I'm a product manager at Google where I've been building applied AI products for the last several years.
I'm currently working on Tapestry which is Google's moonshot for the electrical grid. Before Google I spent a decade as a founder of Zirtual and then Colony.
That’s me after receiving a $10k check for winning a startup pitch competition. Alternatively, you can see me in the midst of a 25km trail run, hangin’ with my family in Halloween garb, or a crumbshot of my homemade sourdough.
After 3 years at YouTube I've decided to take a new role at a Google Labs team building 0 to 1 Enterprise AI products.
I loved the brand of YouTube; it felt inspiring to work there. Yet being in Trust and Safety org was not the right fit for me. This new Labs team will tap into more of my early stage startup experience.

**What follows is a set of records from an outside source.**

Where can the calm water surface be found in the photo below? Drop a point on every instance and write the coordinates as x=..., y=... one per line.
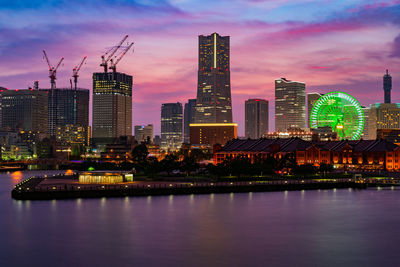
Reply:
x=309, y=228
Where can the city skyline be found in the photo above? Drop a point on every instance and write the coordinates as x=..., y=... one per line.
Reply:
x=366, y=44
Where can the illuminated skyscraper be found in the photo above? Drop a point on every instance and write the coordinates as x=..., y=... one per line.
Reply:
x=256, y=116
x=188, y=118
x=290, y=108
x=213, y=104
x=144, y=133
x=311, y=100
x=387, y=86
x=171, y=126
x=112, y=105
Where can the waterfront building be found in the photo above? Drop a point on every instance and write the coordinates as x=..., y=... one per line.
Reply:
x=213, y=103
x=144, y=133
x=112, y=105
x=387, y=87
x=311, y=100
x=289, y=105
x=383, y=116
x=25, y=110
x=212, y=133
x=188, y=118
x=345, y=154
x=171, y=126
x=67, y=107
x=256, y=118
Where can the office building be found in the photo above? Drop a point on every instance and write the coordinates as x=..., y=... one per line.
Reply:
x=256, y=118
x=112, y=105
x=188, y=118
x=213, y=103
x=289, y=105
x=387, y=87
x=311, y=100
x=25, y=110
x=382, y=116
x=212, y=133
x=67, y=107
x=144, y=133
x=171, y=126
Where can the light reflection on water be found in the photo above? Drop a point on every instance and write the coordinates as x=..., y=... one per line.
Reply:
x=340, y=227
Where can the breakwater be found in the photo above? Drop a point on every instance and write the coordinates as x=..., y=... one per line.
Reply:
x=34, y=188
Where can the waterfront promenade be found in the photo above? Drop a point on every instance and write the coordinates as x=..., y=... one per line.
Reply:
x=62, y=187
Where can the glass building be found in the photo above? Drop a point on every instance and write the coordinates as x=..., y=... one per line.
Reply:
x=213, y=104
x=112, y=105
x=290, y=108
x=188, y=119
x=256, y=118
x=171, y=126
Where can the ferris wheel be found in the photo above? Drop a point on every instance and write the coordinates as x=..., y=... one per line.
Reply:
x=341, y=112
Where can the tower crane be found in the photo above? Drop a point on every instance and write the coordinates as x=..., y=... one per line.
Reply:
x=114, y=64
x=75, y=71
x=52, y=70
x=110, y=53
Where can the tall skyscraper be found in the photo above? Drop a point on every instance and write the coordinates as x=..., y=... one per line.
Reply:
x=67, y=107
x=256, y=116
x=25, y=110
x=311, y=100
x=171, y=126
x=387, y=86
x=144, y=132
x=213, y=104
x=188, y=118
x=290, y=110
x=112, y=105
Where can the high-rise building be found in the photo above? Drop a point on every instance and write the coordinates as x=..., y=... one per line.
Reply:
x=256, y=117
x=188, y=118
x=144, y=133
x=213, y=103
x=112, y=105
x=382, y=116
x=311, y=100
x=387, y=86
x=25, y=110
x=67, y=107
x=171, y=126
x=290, y=110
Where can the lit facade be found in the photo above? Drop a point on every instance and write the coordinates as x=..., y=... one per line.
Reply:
x=213, y=104
x=311, y=100
x=25, y=110
x=144, y=132
x=212, y=133
x=171, y=126
x=188, y=118
x=256, y=118
x=112, y=105
x=290, y=105
x=387, y=87
x=345, y=154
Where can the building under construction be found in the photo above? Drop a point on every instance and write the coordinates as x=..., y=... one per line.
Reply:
x=112, y=98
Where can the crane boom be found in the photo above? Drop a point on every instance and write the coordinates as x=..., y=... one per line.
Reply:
x=114, y=64
x=111, y=52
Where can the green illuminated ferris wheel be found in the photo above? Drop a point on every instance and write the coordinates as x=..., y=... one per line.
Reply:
x=341, y=112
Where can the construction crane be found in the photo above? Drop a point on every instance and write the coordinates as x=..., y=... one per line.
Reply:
x=75, y=71
x=52, y=70
x=110, y=53
x=114, y=64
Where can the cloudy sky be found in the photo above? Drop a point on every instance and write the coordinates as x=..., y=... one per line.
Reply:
x=330, y=45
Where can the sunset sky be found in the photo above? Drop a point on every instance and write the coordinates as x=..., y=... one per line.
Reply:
x=330, y=45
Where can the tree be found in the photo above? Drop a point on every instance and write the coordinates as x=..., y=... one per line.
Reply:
x=170, y=163
x=139, y=153
x=189, y=165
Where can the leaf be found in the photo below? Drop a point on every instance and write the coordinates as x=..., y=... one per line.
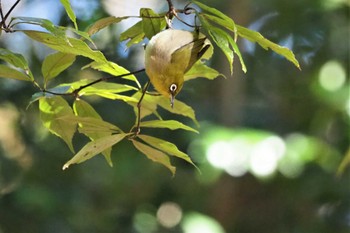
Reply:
x=169, y=124
x=152, y=23
x=16, y=60
x=8, y=72
x=112, y=69
x=73, y=46
x=200, y=70
x=70, y=12
x=51, y=110
x=179, y=108
x=221, y=39
x=92, y=125
x=55, y=63
x=267, y=44
x=104, y=22
x=94, y=148
x=59, y=32
x=165, y=146
x=135, y=34
x=148, y=105
x=216, y=12
x=154, y=155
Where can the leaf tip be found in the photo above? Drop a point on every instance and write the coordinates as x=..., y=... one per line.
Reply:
x=65, y=166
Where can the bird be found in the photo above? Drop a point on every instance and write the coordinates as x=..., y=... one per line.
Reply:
x=169, y=55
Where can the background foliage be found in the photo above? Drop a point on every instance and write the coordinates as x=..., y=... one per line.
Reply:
x=297, y=121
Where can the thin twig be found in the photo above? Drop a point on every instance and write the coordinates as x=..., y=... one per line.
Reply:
x=76, y=91
x=137, y=131
x=11, y=9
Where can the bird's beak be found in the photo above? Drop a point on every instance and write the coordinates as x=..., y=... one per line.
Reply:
x=172, y=99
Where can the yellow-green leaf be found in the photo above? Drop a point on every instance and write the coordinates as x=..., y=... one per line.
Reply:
x=135, y=34
x=113, y=69
x=55, y=63
x=168, y=124
x=70, y=12
x=200, y=70
x=104, y=22
x=165, y=146
x=72, y=46
x=92, y=125
x=152, y=23
x=254, y=36
x=51, y=110
x=8, y=72
x=179, y=108
x=154, y=155
x=94, y=148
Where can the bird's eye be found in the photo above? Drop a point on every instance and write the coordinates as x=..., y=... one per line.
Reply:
x=173, y=87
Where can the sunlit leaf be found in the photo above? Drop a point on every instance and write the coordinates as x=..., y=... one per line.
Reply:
x=168, y=124
x=148, y=105
x=165, y=146
x=55, y=63
x=92, y=125
x=134, y=34
x=16, y=60
x=51, y=110
x=254, y=36
x=70, y=12
x=94, y=148
x=104, y=22
x=179, y=108
x=152, y=23
x=221, y=39
x=154, y=155
x=8, y=72
x=200, y=70
x=113, y=69
x=75, y=46
x=214, y=11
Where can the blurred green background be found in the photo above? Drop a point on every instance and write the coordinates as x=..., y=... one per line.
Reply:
x=269, y=147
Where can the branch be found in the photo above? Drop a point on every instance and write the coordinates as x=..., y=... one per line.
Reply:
x=4, y=18
x=76, y=91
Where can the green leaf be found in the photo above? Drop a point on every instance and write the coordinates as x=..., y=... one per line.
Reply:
x=55, y=63
x=216, y=12
x=200, y=70
x=8, y=72
x=179, y=108
x=154, y=155
x=51, y=110
x=152, y=23
x=134, y=34
x=59, y=32
x=94, y=148
x=228, y=24
x=73, y=46
x=169, y=124
x=165, y=146
x=267, y=44
x=112, y=69
x=70, y=12
x=104, y=22
x=16, y=60
x=148, y=105
x=92, y=125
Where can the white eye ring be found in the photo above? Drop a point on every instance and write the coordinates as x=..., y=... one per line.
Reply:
x=173, y=87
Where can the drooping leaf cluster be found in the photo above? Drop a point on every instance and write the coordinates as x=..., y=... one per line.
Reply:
x=64, y=120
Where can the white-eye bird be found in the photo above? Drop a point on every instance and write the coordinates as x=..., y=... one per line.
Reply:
x=169, y=55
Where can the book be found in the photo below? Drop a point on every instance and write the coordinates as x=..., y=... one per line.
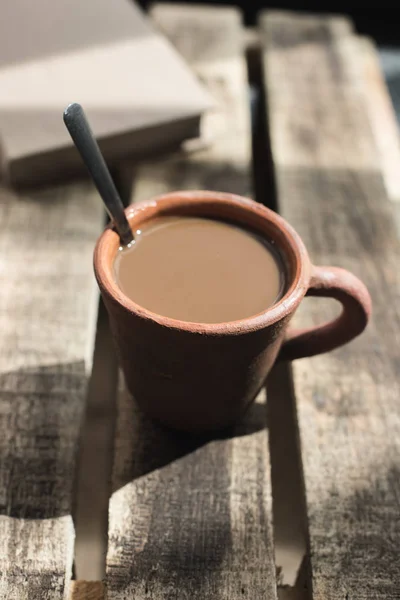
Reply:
x=138, y=93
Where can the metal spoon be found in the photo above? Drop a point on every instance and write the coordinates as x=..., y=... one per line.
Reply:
x=78, y=126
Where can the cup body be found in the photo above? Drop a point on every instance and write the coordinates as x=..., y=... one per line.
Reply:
x=194, y=376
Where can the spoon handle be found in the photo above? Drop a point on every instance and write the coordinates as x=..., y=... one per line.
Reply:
x=82, y=135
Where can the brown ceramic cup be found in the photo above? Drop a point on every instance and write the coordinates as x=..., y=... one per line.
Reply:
x=195, y=376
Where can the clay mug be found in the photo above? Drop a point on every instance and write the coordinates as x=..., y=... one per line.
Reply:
x=193, y=376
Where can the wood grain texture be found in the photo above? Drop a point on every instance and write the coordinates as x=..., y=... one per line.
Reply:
x=330, y=188
x=72, y=61
x=48, y=306
x=383, y=118
x=190, y=517
x=87, y=590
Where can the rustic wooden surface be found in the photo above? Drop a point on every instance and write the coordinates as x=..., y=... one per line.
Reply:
x=330, y=188
x=382, y=117
x=48, y=306
x=87, y=590
x=191, y=517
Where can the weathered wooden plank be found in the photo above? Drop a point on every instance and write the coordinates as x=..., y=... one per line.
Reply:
x=87, y=590
x=382, y=117
x=330, y=188
x=48, y=306
x=191, y=517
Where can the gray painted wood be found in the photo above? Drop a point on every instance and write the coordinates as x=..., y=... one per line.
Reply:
x=331, y=189
x=48, y=307
x=191, y=517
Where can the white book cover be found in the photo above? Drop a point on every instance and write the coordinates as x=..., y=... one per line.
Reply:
x=138, y=93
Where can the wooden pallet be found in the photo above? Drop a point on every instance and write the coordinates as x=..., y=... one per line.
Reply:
x=303, y=500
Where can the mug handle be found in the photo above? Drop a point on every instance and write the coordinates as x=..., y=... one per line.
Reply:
x=331, y=282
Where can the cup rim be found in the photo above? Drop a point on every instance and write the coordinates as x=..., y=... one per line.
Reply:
x=171, y=203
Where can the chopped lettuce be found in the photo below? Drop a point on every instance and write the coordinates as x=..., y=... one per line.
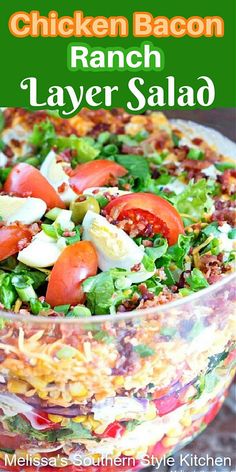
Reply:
x=42, y=133
x=100, y=291
x=84, y=148
x=136, y=165
x=180, y=250
x=196, y=280
x=8, y=294
x=194, y=201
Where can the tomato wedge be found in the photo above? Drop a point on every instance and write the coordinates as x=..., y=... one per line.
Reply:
x=95, y=174
x=13, y=238
x=75, y=264
x=151, y=213
x=26, y=180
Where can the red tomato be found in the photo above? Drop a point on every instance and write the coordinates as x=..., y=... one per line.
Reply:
x=95, y=174
x=12, y=442
x=13, y=238
x=26, y=180
x=113, y=430
x=77, y=262
x=40, y=421
x=154, y=213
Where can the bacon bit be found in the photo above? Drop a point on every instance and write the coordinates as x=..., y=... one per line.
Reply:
x=228, y=181
x=225, y=211
x=197, y=141
x=213, y=267
x=62, y=187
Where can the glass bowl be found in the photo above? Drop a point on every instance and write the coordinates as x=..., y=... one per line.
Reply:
x=114, y=391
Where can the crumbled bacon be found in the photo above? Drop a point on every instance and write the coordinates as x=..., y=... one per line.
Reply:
x=213, y=267
x=225, y=210
x=228, y=181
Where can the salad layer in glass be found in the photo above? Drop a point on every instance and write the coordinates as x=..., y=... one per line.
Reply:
x=127, y=217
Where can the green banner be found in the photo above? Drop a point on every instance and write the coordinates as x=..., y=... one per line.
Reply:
x=138, y=55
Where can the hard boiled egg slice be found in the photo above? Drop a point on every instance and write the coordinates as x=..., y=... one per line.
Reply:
x=43, y=251
x=54, y=172
x=99, y=191
x=26, y=210
x=114, y=247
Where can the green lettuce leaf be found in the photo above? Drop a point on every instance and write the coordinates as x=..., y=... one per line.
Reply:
x=194, y=201
x=196, y=280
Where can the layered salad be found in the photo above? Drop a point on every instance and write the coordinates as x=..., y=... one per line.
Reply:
x=123, y=216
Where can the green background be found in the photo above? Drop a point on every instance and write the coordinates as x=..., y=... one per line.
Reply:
x=186, y=58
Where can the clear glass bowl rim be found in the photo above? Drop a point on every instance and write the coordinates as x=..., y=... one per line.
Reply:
x=180, y=303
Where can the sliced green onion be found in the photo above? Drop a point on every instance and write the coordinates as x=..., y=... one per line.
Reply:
x=195, y=154
x=23, y=286
x=79, y=311
x=225, y=165
x=50, y=230
x=103, y=201
x=62, y=309
x=53, y=214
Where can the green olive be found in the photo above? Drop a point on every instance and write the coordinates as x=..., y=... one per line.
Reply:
x=80, y=207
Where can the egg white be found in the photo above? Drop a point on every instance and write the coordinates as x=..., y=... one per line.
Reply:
x=115, y=249
x=25, y=210
x=54, y=172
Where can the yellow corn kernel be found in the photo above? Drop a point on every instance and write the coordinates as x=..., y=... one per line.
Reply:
x=119, y=380
x=94, y=423
x=17, y=386
x=79, y=419
x=100, y=429
x=174, y=432
x=55, y=418
x=186, y=421
x=96, y=457
x=151, y=412
x=197, y=411
x=42, y=395
x=168, y=442
x=78, y=390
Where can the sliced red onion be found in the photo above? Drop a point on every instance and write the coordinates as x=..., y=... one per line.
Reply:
x=13, y=405
x=44, y=450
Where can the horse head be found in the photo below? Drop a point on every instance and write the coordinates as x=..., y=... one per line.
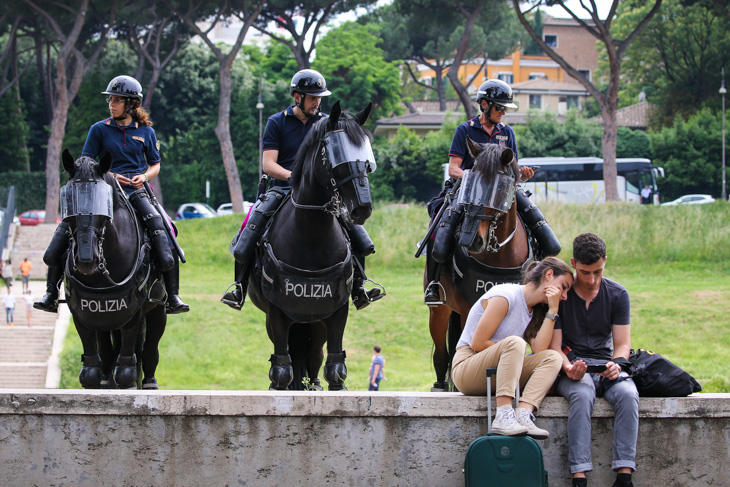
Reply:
x=336, y=155
x=487, y=194
x=87, y=205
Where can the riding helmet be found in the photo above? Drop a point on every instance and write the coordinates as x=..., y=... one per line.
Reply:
x=124, y=86
x=495, y=91
x=308, y=82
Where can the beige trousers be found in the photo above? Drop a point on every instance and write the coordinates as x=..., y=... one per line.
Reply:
x=534, y=373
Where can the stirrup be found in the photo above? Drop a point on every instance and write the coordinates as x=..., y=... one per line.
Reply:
x=441, y=292
x=237, y=305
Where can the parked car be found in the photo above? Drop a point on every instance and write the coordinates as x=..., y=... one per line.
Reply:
x=34, y=217
x=227, y=208
x=194, y=210
x=691, y=199
x=16, y=220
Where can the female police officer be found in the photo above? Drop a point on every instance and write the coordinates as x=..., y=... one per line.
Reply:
x=128, y=135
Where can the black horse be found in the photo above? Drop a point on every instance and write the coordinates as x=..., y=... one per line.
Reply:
x=111, y=287
x=304, y=265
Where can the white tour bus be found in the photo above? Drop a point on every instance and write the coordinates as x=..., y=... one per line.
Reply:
x=580, y=179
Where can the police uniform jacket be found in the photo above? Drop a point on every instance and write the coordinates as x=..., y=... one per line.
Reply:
x=285, y=132
x=502, y=135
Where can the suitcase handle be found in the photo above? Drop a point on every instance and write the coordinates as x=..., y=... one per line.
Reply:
x=493, y=372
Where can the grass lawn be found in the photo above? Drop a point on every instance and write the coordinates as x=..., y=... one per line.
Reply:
x=673, y=260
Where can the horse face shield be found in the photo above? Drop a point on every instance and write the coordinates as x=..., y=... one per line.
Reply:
x=350, y=163
x=477, y=196
x=90, y=204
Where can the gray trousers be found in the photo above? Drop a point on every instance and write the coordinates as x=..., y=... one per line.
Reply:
x=581, y=394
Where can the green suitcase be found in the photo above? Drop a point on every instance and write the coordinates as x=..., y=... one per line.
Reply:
x=504, y=461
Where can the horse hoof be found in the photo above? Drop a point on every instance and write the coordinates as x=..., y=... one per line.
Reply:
x=91, y=377
x=125, y=373
x=150, y=384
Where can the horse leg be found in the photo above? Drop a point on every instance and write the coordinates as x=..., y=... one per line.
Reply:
x=156, y=322
x=125, y=372
x=438, y=325
x=281, y=371
x=108, y=357
x=335, y=371
x=315, y=355
x=91, y=374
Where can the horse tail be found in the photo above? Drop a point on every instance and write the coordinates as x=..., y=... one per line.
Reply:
x=452, y=338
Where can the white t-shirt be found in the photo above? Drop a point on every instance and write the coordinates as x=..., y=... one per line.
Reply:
x=9, y=300
x=513, y=324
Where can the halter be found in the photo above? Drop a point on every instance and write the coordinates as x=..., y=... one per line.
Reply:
x=344, y=154
x=476, y=195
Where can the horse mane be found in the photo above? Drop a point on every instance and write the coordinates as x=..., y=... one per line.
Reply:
x=488, y=163
x=347, y=122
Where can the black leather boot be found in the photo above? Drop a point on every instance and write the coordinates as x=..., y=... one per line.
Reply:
x=49, y=301
x=152, y=221
x=237, y=296
x=174, y=304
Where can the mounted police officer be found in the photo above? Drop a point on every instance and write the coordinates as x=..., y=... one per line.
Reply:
x=128, y=135
x=285, y=131
x=494, y=97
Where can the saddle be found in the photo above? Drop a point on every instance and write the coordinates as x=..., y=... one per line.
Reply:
x=303, y=295
x=111, y=307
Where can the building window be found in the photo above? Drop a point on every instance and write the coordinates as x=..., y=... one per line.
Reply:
x=506, y=77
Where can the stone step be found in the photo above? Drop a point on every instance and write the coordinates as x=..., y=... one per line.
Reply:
x=27, y=375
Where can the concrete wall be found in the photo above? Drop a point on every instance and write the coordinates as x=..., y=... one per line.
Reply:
x=262, y=438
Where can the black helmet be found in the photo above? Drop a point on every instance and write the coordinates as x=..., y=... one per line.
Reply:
x=495, y=91
x=309, y=82
x=124, y=86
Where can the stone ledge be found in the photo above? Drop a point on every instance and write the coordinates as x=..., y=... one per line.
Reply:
x=330, y=404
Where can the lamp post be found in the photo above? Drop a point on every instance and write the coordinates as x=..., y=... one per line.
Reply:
x=722, y=92
x=260, y=108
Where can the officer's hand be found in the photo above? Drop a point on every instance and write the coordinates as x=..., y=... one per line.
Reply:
x=124, y=181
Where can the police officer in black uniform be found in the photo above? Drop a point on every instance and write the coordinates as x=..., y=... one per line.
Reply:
x=285, y=131
x=128, y=135
x=494, y=97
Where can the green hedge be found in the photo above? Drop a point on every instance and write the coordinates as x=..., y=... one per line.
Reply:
x=30, y=190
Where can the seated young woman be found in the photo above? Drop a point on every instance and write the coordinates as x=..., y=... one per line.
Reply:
x=499, y=327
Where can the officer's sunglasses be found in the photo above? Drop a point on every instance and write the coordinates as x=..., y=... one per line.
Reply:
x=114, y=100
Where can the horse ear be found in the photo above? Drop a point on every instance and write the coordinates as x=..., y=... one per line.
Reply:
x=363, y=116
x=68, y=162
x=106, y=162
x=507, y=156
x=334, y=116
x=474, y=148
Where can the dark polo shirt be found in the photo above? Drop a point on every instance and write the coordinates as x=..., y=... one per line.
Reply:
x=589, y=332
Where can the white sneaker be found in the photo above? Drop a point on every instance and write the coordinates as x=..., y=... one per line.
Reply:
x=505, y=423
x=524, y=418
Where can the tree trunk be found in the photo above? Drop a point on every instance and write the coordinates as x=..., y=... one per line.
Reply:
x=464, y=97
x=223, y=132
x=55, y=141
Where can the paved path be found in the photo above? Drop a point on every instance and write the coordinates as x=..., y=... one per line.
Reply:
x=29, y=354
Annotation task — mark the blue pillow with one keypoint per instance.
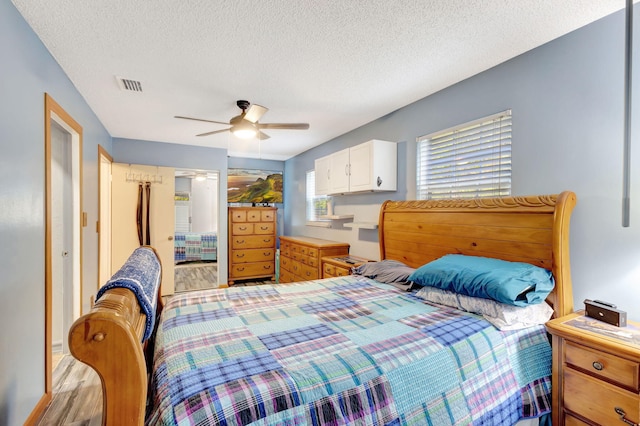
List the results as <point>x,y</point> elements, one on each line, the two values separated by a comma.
<point>514,283</point>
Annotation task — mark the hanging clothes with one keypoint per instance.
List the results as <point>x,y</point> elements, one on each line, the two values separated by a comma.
<point>139,213</point>
<point>148,191</point>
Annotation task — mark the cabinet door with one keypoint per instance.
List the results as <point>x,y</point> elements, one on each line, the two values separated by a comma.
<point>360,168</point>
<point>323,174</point>
<point>339,174</point>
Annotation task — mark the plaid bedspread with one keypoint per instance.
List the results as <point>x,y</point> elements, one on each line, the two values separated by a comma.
<point>343,351</point>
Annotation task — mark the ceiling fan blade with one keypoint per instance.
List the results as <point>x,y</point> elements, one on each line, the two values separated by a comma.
<point>200,119</point>
<point>255,112</point>
<point>214,132</point>
<point>290,126</point>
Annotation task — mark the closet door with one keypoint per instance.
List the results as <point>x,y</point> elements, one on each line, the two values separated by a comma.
<point>124,202</point>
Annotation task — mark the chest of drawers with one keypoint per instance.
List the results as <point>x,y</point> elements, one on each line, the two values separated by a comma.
<point>596,372</point>
<point>252,243</point>
<point>300,257</point>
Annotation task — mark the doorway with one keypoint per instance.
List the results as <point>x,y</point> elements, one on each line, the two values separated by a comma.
<point>63,231</point>
<point>104,219</point>
<point>196,229</point>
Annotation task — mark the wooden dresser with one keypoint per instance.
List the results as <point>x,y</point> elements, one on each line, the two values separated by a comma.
<point>596,371</point>
<point>252,243</point>
<point>300,257</point>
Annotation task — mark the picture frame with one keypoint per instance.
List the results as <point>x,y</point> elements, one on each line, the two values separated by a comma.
<point>256,186</point>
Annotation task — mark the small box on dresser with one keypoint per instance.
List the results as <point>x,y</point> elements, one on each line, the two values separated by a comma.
<point>300,257</point>
<point>252,243</point>
<point>596,371</point>
<point>338,267</point>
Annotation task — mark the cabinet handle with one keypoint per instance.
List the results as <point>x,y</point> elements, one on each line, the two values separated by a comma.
<point>623,416</point>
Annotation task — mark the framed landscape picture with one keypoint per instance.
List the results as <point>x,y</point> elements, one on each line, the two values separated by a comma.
<point>254,186</point>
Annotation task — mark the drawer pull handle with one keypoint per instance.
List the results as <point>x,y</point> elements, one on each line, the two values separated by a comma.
<point>623,416</point>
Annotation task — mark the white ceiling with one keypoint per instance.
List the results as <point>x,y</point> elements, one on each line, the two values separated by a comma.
<point>335,64</point>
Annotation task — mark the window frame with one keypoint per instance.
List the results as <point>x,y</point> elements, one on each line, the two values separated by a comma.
<point>473,160</point>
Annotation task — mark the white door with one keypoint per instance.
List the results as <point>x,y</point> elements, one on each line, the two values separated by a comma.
<point>322,168</point>
<point>125,179</point>
<point>340,171</point>
<point>61,237</point>
<point>360,167</point>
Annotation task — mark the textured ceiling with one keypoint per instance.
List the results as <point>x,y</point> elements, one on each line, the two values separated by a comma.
<point>335,64</point>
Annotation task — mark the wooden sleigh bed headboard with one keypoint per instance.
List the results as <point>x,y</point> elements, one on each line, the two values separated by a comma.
<point>533,229</point>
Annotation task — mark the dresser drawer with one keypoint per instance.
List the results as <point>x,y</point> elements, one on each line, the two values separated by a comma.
<point>309,273</point>
<point>252,269</point>
<point>601,364</point>
<point>264,228</point>
<point>328,270</point>
<point>252,241</point>
<point>286,276</point>
<point>252,255</point>
<point>313,252</point>
<point>242,228</point>
<point>597,400</point>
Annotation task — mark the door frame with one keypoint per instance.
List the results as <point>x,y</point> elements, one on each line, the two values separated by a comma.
<point>54,112</point>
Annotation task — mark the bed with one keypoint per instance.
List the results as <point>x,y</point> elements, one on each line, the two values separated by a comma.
<point>195,246</point>
<point>349,350</point>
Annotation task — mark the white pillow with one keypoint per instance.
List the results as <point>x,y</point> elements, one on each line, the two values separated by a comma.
<point>501,315</point>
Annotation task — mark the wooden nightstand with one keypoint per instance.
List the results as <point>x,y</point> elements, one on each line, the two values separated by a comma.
<point>596,371</point>
<point>338,267</point>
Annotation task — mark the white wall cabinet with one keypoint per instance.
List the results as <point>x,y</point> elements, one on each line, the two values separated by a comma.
<point>368,167</point>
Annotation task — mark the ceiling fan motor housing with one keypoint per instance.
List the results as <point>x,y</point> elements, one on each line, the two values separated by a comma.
<point>243,105</point>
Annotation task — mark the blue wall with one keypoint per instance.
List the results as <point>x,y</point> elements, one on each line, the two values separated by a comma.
<point>28,71</point>
<point>567,104</point>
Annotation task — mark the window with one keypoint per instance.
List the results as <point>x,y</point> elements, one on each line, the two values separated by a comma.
<point>316,204</point>
<point>467,161</point>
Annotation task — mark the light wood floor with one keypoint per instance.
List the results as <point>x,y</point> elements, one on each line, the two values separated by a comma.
<point>77,391</point>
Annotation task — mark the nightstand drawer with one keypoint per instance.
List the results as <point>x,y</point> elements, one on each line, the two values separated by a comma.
<point>596,400</point>
<point>569,420</point>
<point>600,364</point>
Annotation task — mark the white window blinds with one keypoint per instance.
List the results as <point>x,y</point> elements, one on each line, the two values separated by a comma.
<point>467,161</point>
<point>316,204</point>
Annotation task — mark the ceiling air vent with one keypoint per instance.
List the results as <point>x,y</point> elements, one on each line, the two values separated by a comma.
<point>129,85</point>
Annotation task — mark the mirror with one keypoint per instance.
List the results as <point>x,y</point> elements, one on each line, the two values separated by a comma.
<point>196,229</point>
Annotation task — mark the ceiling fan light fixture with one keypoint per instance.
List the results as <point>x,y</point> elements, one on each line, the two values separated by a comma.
<point>244,130</point>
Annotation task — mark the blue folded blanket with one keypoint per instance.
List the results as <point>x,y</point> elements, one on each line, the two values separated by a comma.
<point>140,274</point>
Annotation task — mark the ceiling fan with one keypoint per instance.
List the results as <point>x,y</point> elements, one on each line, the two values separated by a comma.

I knew this would be a better culture fit for me after attending their December all hands. One of the projects had just finished presenting their 2024 strategy and the Labs VP simply asked, “How can we do this 10x faster?” Quite a different and welcomed change compared to my experience at YT!
The other benefit of this team is getting to work in the fast moving waters of applied AI. I have a lot to learn, but I’m excited to be swimming in these currents.
After several months in the job market and with 4 good offers on the table, I took a job as a PM at YouTube at the end of Feb.
It's completely different from what I expected. Given the size of Google/YouTube, I was expecting the work to be narrow and—relative to my founder experience—boring. Yet, I expected the training and this-is-how-we-build-products to be world class. Neither is true. My scope and area of ownership is large which I love. However, I've been surprised to experience how bottom-up the product development process is at Google, and consequently how immature it is on the team I've joined.
Overall I'm enjoying it and it is a great place for me right now. I get to go deep into my craft of building products, get paid very well relatively to startup life, and experience new things amidst a great group of people.
At the end of September, I decided to leave Colony, the company I co-founded, after 4.5 years. I probably have an entire post explaining why and how I came to that conclusion, but suffice it to say it was the right time for me to move forward.
My main focus now is coding. For about 2-years, I’ve been learning to code part time. I’ve completed a Udacity nanodegree and built a few small projects. Yet I have never felt like I had the depth that I wanted.
That’s when I heard about Launch School. Their mastery-based pedagogy really spoke to me. And at the end of 2019 I decided to enroll. I’ve been working through that part-time, but now that I’m no longer at Colony, this is the main thing I’m focusing on.
I’m also in the job market for the first time in my adult life. I passed through Google's hiring process and was approved by their hiring committee earlier this year. I’m currently in the team match / offer stage with them. But other than that my experience interviewing so far has been mixed. As someone who has only ever been a founder, I’m a fairly atypical candidate. I’m a strong product-first generalist who’s comfortable asking questions, finding the right problems, and figuring things out in ambiguous environments. Yet I’m not as niched or vertically deep as many candidates applying to specific roles. I’ve seen this be both a pro and a con.
I don’t know where I’ll end up next, or when it’ll happen, but I do feel excited to enter this next stage of my career.